The news that the BMRCL will open the white-topped section of the Outer Ring Road to erect pillars for the subway corridor only added to skepticism about the BBMP’s white crowning plans.

Ashish thinks that it is not necessary to cover so many roads in the city with white. “It is ridiculous that even asphalt roads in good condition are covered in white,” says Ashish. “If properly laid and maintained, asphalt roads have a lifespan of 5 to 10 years. But we end up laying roads every year because the authorities do not apply the basic civil engineering solutions, forcing the citizens to face terrible roads all year round.

“In the case of asphalt roads, bitumen binds aggregates like metal and sand.

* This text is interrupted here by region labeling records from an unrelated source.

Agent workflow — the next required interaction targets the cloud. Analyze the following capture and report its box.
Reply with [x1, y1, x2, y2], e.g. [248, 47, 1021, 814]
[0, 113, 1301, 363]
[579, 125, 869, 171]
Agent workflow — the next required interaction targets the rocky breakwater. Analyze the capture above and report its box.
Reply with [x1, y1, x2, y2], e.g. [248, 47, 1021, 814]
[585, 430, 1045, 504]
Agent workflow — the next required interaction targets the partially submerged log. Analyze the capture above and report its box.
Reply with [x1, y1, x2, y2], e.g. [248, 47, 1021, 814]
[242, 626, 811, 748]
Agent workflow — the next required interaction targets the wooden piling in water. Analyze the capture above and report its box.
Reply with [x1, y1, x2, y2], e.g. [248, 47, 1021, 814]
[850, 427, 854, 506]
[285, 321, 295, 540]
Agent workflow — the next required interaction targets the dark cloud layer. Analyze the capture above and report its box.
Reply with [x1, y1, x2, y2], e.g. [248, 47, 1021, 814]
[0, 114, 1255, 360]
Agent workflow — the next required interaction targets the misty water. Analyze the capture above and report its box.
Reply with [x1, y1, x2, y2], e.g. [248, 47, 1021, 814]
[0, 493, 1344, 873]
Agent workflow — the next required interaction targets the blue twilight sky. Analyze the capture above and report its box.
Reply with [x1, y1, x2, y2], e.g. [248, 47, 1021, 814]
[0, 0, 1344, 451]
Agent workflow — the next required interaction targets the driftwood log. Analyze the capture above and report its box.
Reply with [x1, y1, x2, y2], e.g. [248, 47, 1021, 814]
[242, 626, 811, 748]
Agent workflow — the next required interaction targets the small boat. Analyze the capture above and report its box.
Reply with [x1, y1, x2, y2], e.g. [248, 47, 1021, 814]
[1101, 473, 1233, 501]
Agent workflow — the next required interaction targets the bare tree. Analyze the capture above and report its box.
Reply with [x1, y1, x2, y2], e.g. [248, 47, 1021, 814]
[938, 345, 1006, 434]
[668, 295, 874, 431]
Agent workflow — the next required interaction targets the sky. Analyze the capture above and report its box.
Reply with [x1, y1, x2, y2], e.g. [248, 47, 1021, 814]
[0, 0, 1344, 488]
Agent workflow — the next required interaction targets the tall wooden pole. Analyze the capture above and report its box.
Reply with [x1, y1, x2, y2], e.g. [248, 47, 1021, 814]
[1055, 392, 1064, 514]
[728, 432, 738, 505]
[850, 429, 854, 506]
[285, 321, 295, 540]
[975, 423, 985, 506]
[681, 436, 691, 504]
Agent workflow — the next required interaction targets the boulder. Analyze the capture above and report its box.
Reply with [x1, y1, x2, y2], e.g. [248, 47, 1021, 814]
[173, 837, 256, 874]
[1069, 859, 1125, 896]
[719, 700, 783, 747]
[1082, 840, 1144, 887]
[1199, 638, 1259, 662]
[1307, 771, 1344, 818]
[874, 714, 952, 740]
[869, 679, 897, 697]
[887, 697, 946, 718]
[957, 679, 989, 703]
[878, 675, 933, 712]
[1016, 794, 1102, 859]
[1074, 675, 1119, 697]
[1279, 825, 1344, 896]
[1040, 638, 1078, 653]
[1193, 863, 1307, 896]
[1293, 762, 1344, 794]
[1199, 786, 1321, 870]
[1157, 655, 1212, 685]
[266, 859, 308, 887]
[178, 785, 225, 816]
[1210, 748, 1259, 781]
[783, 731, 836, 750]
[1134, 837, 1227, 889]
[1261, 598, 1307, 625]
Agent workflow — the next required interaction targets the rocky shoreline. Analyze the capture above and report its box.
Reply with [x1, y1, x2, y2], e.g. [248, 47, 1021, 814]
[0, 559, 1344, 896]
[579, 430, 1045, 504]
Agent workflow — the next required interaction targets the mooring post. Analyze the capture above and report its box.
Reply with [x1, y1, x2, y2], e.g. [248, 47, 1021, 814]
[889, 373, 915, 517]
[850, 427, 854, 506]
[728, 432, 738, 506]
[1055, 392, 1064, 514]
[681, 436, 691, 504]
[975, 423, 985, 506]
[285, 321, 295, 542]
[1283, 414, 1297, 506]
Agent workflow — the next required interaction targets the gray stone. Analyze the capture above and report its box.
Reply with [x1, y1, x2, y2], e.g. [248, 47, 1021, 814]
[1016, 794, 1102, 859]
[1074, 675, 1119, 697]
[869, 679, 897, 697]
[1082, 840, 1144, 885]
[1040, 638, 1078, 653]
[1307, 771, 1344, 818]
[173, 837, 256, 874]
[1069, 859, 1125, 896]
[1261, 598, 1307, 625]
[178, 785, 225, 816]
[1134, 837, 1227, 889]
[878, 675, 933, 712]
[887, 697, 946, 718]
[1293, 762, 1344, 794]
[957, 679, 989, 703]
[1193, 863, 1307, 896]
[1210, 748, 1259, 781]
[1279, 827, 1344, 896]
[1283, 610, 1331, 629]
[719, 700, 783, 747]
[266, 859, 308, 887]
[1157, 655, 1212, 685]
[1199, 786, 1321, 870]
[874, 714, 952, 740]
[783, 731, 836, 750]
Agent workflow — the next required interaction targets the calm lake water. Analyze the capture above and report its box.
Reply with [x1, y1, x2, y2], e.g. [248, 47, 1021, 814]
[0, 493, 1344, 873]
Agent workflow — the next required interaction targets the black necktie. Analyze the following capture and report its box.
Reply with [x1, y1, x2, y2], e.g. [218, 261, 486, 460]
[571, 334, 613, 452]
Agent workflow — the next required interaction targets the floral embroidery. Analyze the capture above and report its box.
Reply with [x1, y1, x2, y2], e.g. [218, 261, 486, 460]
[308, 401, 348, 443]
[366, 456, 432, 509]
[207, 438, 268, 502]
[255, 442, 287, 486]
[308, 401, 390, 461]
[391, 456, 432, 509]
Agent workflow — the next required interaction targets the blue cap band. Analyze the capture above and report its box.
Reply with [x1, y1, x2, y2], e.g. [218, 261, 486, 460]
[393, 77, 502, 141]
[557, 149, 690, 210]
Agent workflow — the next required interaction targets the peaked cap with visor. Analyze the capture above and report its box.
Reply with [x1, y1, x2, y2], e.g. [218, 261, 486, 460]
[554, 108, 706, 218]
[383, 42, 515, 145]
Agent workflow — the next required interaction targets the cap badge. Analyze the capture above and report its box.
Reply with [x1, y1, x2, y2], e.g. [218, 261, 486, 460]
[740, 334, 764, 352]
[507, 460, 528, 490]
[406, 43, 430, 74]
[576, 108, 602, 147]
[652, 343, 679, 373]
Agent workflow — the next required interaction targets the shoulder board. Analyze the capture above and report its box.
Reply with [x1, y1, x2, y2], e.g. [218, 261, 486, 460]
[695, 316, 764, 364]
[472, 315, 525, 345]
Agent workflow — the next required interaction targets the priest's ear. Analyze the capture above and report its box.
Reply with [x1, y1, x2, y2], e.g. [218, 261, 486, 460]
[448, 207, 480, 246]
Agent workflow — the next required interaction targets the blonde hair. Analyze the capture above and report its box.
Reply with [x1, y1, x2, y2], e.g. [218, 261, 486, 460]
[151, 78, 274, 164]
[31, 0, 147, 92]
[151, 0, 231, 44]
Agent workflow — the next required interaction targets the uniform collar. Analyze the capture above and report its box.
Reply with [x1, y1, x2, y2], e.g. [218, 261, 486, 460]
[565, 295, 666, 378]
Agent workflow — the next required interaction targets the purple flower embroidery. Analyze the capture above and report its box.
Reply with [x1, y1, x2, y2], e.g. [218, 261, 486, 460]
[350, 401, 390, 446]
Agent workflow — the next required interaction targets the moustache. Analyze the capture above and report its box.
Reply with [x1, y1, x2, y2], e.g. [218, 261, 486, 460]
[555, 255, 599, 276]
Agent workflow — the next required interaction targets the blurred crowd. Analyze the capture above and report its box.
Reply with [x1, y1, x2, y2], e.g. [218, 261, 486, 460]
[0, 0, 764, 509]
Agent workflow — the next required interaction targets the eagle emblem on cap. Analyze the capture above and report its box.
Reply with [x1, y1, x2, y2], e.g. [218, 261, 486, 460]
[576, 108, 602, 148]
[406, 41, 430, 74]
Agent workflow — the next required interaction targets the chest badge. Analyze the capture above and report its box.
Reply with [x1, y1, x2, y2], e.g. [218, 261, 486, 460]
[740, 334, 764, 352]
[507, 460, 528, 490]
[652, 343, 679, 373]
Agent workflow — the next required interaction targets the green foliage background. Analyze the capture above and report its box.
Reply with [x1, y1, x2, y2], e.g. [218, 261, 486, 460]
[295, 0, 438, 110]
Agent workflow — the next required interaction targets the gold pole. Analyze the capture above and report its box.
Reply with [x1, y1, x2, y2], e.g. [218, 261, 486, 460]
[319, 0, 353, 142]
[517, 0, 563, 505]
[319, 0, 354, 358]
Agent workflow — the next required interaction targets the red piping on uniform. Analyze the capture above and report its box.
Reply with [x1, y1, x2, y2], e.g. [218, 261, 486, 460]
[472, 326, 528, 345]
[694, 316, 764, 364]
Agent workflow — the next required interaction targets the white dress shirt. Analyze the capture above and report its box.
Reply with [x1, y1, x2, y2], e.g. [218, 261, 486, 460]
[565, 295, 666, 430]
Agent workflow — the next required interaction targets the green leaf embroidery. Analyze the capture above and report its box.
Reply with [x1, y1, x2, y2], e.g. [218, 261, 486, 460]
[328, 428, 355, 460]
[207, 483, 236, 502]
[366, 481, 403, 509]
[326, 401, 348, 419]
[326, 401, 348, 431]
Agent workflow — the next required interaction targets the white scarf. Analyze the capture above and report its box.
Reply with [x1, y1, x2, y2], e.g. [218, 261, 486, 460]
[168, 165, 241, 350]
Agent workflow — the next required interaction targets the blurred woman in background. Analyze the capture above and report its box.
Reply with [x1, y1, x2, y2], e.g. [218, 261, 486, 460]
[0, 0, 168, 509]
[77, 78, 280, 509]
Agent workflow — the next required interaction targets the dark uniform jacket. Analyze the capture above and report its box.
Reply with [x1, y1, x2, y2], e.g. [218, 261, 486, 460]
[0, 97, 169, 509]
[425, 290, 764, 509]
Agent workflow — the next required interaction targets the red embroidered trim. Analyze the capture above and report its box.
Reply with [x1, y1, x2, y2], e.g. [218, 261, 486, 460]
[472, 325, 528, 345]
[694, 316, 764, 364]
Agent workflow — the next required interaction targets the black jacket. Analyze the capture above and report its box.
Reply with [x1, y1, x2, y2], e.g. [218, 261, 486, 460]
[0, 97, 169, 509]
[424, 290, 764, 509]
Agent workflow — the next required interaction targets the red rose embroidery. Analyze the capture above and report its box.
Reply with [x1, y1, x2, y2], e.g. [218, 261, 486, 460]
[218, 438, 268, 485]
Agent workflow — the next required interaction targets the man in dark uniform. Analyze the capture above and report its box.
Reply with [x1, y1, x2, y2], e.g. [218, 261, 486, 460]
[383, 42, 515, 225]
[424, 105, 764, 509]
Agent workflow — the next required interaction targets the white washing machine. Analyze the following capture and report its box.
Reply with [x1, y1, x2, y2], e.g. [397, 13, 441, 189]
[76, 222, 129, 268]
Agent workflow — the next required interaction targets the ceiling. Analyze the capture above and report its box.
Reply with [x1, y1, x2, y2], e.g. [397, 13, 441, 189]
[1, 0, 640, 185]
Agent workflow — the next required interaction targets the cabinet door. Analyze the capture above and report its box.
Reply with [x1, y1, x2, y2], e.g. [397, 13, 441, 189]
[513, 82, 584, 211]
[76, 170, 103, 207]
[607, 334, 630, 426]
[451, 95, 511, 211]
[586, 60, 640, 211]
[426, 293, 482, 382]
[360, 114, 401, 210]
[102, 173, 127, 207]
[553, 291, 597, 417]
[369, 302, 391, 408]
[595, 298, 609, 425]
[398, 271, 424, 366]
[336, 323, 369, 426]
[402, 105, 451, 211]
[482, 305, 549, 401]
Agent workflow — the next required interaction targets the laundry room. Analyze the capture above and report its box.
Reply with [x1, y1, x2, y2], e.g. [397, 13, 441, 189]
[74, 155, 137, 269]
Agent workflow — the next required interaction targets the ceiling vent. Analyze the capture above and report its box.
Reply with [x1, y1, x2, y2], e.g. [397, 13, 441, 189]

When water remains on the bitumen for a long time, a chemical reaction called the stripping effect occurs, with the water stripping the bitumen of its binder quality. And when vehicles run over it frequently, the bitumen gives way and the aggregates fall apart, ”he explains. “The civil engineering solution to this is to not let the water stay on the road, using cross slopes or road cambering and rainwater drains on either side of the road. It is not done diligently ”.

There is no doubt that Bengaluru needs better roads and the white trim has its benefits. But whether the white coating of all of the city’s roads is the most lasting solution to the pothole threat is something that needs to be considered before Phase 3 of the project begins.